The documents were allegedly posted by Rudolf Elmer, former vice president of the bank's Cayman Island's operation. . .
The court hearing took place last week and Dynadot blocked access from Friday evening.
Wikileaks says it was not represented at the hearing because it was "given only hours notice" via e-mail.
A document signed by Judge Jeffery White, who presided over the case, ordered Dynadot to follow six court orders.
As well as removing all records of the site form its servers, the hosting and domain name firm was ordered to produce "all prior or previous administrative and account records and data for the wikileaks.org domain name and account".
The order also demanded that details of the site's registrant, contacts, payment records and "IP addresses and associated data used by any person...who accessed the account for the domain name" to be handed over.
LIBERTYPEN - In July 2000, the United States Department of the Treasure Financial Crimes Enforcement Network issued an advisory states stating that there were "serious deficiencies in the counter-money laundering systems of the Cayman Islands",
"Cayman Islands law makes it impossible for the supervisory and regulatory authority to obtain information held by financial institutions regarding their client's identity",
"Failure of financial institutions in the Cayman Islands to report suspicious transactions is not subject to penalty" and that
"These deficiencies, among others, have caused the Cayman Islands to be identified by the Financial Action Task Force on Money Laundering. As of 2006 the U.S. State Department listed the Cayman Islands in its money laundering "Countries of Primary Concern".
HOW TO STILL GET TO WIKILEAKS INFO
BACK WHEN BILL CLINTON was governor of Arkansas, an investigating Congress member found %50 million had been electronically transferred froms the Arkansas Development Financial Authority to a bank in the Cayman Islands. At the time the Grand Cayman's had 570 banks with one bank regulator.
BOB DROGIN, LOS ANGELES TIMES, December 17, 2007 - While in private business, Mitt Romney utilized shell companies in two offshore tax havens to help eligible investors avoid paying U.S. taxes, federal and state records show.
Romney gained no personal tax benefit from the legal operations in Bermuda and the Cayman Islands. But aides to the Republican presidential hopeful and former colleagues acknowledged that the tax-friendly jurisdictions helped attract billions of additional investment dollars to Romney's former company, Bain Capital, and thus boosted profits for Romney and his partners.. . . In the Cayman Islands, Romney was listed as a general partner and personally invested in BCIP Associates III Cayman, a private equity fund that is registered at a post office box on Grand Cayman Island and that indirectly buys equity in U.S. companies. The arrangement shields foreign investors from U.S. taxes they would pay for investing in U.S. companies.

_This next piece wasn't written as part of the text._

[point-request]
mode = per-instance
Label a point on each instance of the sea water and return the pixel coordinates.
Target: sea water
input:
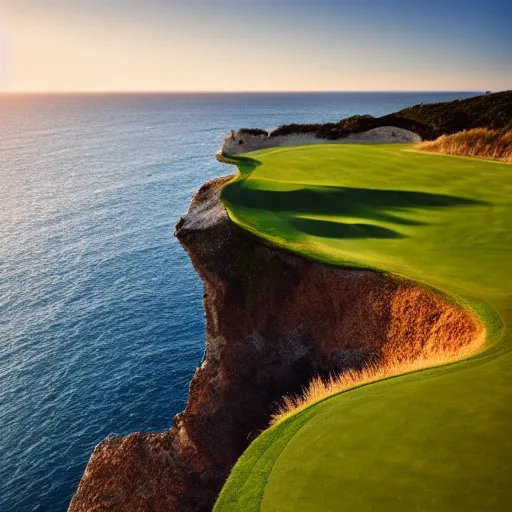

Romney still retains an investment in the Cayman fund through a trust. Campaign disclosure forms show the investment paid him more than $1 million last year in dividends, interest and capital gains.
JOSEPH N. DISTEFANO, PHILADELPHIA INQUIRER: To manage its far-flung financial interests, avoid local taxes and shroud high-stakes deals from investor scrutiny, Enron Corp. organized a sprawling network of 2,000 corporate subsidiaries in 23 states and 62 countries. Hundreds of Enron units were set up in offshore tax havens such as the Cayman Islands; others were under the laws of Brazil, England and other places Enron did business, according to the bankrupt company's annual report.